Czy możliwy jest przełom w brukselskim impasie politycznym? Nieoficjalne sygnały płynące od uczestników przedłużającego się kryzysu rządowego wskazują na czerwiec jako decydujący miesiąc. Symboliczna data 9 czerwca, oznaczająca pełny rok od wyborów parlamentarnych bez powołania stabilnego rządu, staje się naturalną cezurą czasową, po której przedłużanie obecnego stanu rzeczy byłoby niemożliwe – szczególnie w obliczu poważnych wyzwań finansowych stojących przed regionem.
Zgodnie z informacjami z wiarygodnych źródeł, frankofoński Ruch Reformatorski (MR) pod przewodnictwem Georges-Louisa Boucheza prowadzi intensywne działania dyplomatyczne mające na celu przekonanie flamandzkich liberałów z Open VLD, a w szczególności ich lidera Frédérica De Guchta, do akceptacji udziału w koalicji rządowej bez udziału nacjonalistycznej formacji N-VA. Analogiczne starania podejmują przedstawiciele socjalistów, koncentrując się na „budowaniu odpowiedniego klimatu” dla Open VLD, co miałoby umożliwić wypracowanie porozumienia w zakładanym terminie czerwcowym. Źródła nieoficjalne donoszą o niedawnym „konstruktywnym spotkaniu” między Ahmedem Laaouelem a Frédéricem De Guchtem.
Znaczącym novum na brukselskiej scenie politycznej jest zauważalna zbieżność kierunków działania MR i Partii Socjalistycznej po długim okresie konfrontacji i wzajemnych animozji. Namacalnym przykładem tego nietypowego zbliżenia było ostatnie porozumienie osiągnięte w gminie Schaerbeek, gdzie obie formacje uzgodniły rotacyjny model sprawowania funkcji burmistrza.

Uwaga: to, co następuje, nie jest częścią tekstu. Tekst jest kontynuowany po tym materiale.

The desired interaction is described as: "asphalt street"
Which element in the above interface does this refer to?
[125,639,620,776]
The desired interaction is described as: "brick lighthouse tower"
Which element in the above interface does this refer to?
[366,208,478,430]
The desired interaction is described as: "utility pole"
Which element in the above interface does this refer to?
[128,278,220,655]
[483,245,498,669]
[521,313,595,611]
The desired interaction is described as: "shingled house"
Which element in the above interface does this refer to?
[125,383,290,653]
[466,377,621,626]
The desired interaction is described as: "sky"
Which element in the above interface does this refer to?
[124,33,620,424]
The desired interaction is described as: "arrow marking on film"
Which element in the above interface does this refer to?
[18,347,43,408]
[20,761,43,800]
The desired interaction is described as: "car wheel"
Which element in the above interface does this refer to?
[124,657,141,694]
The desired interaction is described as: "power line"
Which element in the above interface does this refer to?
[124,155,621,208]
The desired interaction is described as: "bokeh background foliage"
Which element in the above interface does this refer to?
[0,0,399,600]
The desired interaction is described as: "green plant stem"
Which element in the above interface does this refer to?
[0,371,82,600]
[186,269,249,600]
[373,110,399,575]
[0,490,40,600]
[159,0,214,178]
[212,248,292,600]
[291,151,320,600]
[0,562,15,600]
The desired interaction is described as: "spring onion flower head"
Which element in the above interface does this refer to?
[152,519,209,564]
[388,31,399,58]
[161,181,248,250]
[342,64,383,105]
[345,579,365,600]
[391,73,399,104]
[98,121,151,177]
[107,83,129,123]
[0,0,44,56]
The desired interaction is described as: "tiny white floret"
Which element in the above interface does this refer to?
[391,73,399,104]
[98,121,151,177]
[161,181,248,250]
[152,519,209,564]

Choć ta taktyczna współpraca pozostaje krucha i podatna na gwałtowne zmiany dynamiki politycznej, stanowi istotny sygnał w aktualnych okolicznościach.
Dlaczego właśnie czerwiec stanowi punkt graniczny dla brukselskich negocjacji? Przyczyn jest kilka. Pierwsza ma charakter symboliczno-polityczny – 9 czerwca minie dokładnie rok od przeprowadzenia wyborów w Regionie Stołecznym, który jako jedyna jednostka administracyjna w kraju pozostaje bez funkcjonalnego aparatu wykonawczego. Drugi czynnik wiąże się z prognozowaną czerwcową weryfikacją ratingu kredytowego regionu przez agencję Standard & Poor’s, grożącą potencjalną degradacją oceny wiarygodności finansowej Brukseli. Realizacja tego scenariusza mogłaby wywołać destabilizację i znacząco utrudnić pozyskiwanie finansowania dla regionalnych zobowiązań. Ponadto, czerwiec stanowi naturalny termin dla zakończenia prowizorycznego systemu finansowania budżetu opartego na mechanizmie „dwunastek” (wykorzystującym zeszłoroczny budżet podzielony na dwanaście równych części).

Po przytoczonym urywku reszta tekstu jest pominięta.